Marianna owns a few other TOAST pieces, a pair of grey woollen trousers (a London staple), a waffle, cotton top in mustard, a loose button-down shirt, all of which get better with time and can be worn in myriad contexts, she says. These are the kinds of clothes she always wears; “I like the freedom they give a woman, giving her femininity without showing every single curve,” she says, “I otherwise live in my chef clothes, which are always over-sized, and I love that."
When Leivaditaki came to Britain, it wasn’t to cook, but to study psychology. Aged 18, she enrolled at the University of Kent, and went on to do a Masters in forensics. Always having to fund herself, she variously worked shifts at Pizza Hut, an Alzheimer's care centre and, eventually, at a restaurant inside Canterbury’s covered farmers’ market. There, making jams and preserves on-site, she became interested in English produce, “and the spark I already had inside me started to ignite again.” She and her colleagues would save their tips for a monthly blow-out meal in London; their first visit to Moro opened her eyes to what British food could be. “They were doing all these things that were really familiar from my past, making bread with a real wood oven, cooking meat on a charcoal grill… I fell in love with the place.”

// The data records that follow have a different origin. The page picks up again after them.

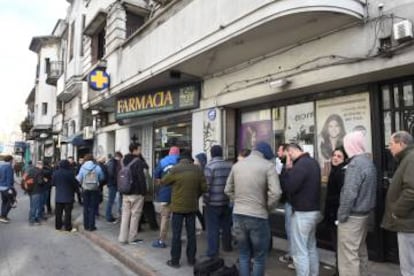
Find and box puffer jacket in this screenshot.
[338,153,377,223]
[382,146,414,233]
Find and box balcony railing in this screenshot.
[46,61,63,85]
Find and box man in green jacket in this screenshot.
[382,131,414,276]
[161,153,207,268]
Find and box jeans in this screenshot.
[206,205,231,257]
[1,190,12,218]
[290,211,321,276]
[105,185,117,221]
[338,216,369,276]
[160,203,171,242]
[82,190,99,231]
[55,202,73,231]
[285,202,292,256]
[397,232,414,276]
[118,195,144,243]
[233,214,270,276]
[29,193,42,223]
[171,212,197,264]
[39,189,49,219]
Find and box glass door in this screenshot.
[380,80,414,262]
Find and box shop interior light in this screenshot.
[269,78,290,88]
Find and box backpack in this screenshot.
[117,158,139,194]
[20,172,35,192]
[82,166,99,191]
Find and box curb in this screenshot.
[75,217,158,276]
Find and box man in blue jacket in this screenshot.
[76,154,104,231]
[152,146,180,248]
[0,155,14,223]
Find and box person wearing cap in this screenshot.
[284,143,321,276]
[224,142,282,276]
[152,146,180,248]
[338,131,377,276]
[160,152,207,268]
[27,161,45,225]
[203,145,232,258]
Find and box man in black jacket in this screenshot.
[285,143,321,275]
[118,143,147,244]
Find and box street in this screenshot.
[0,184,135,276]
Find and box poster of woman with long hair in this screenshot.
[316,93,371,182]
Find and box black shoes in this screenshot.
[167,260,180,268]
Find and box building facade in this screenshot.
[24,0,414,260]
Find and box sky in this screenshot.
[0,0,69,142]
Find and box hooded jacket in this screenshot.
[0,162,14,191]
[154,154,180,202]
[338,154,377,222]
[52,160,79,203]
[382,146,414,233]
[123,153,147,196]
[76,160,105,189]
[284,153,321,212]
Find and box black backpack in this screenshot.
[118,158,139,194]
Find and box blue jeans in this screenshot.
[83,190,99,230]
[397,232,414,276]
[233,214,270,276]
[206,205,231,257]
[39,189,49,219]
[1,190,12,218]
[29,193,42,223]
[290,211,321,276]
[171,212,197,264]
[105,185,117,221]
[285,202,292,256]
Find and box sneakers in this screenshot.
[279,254,293,264]
[106,218,117,224]
[129,239,144,244]
[167,260,180,268]
[152,240,167,248]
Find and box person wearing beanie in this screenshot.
[283,143,321,275]
[152,146,180,248]
[338,131,377,275]
[194,152,207,171]
[226,142,282,275]
[203,145,232,258]
[161,152,207,268]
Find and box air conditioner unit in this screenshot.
[393,20,413,42]
[83,126,93,140]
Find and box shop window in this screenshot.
[316,93,372,183]
[239,109,273,150]
[42,103,47,115]
[91,24,105,63]
[126,11,145,38]
[403,82,413,107]
[154,121,192,164]
[69,21,75,61]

After a two year stint back in Crete, during which she took charge of the family restaurant with Adonis, a period of intense experimenting, reading, and learning, she came back to London. She went straight to Moro, “I need to get into that kitchen,” she thought, and she did, albeit starting first as a waitress – she wasn’t a chef, she told them – “I had no technical experience, but I was confident in my tastes”. Within two and a half years, she’d ascended to head chef, and when Hackney Road’s Morito opened in 2016, Marianna was put in charge.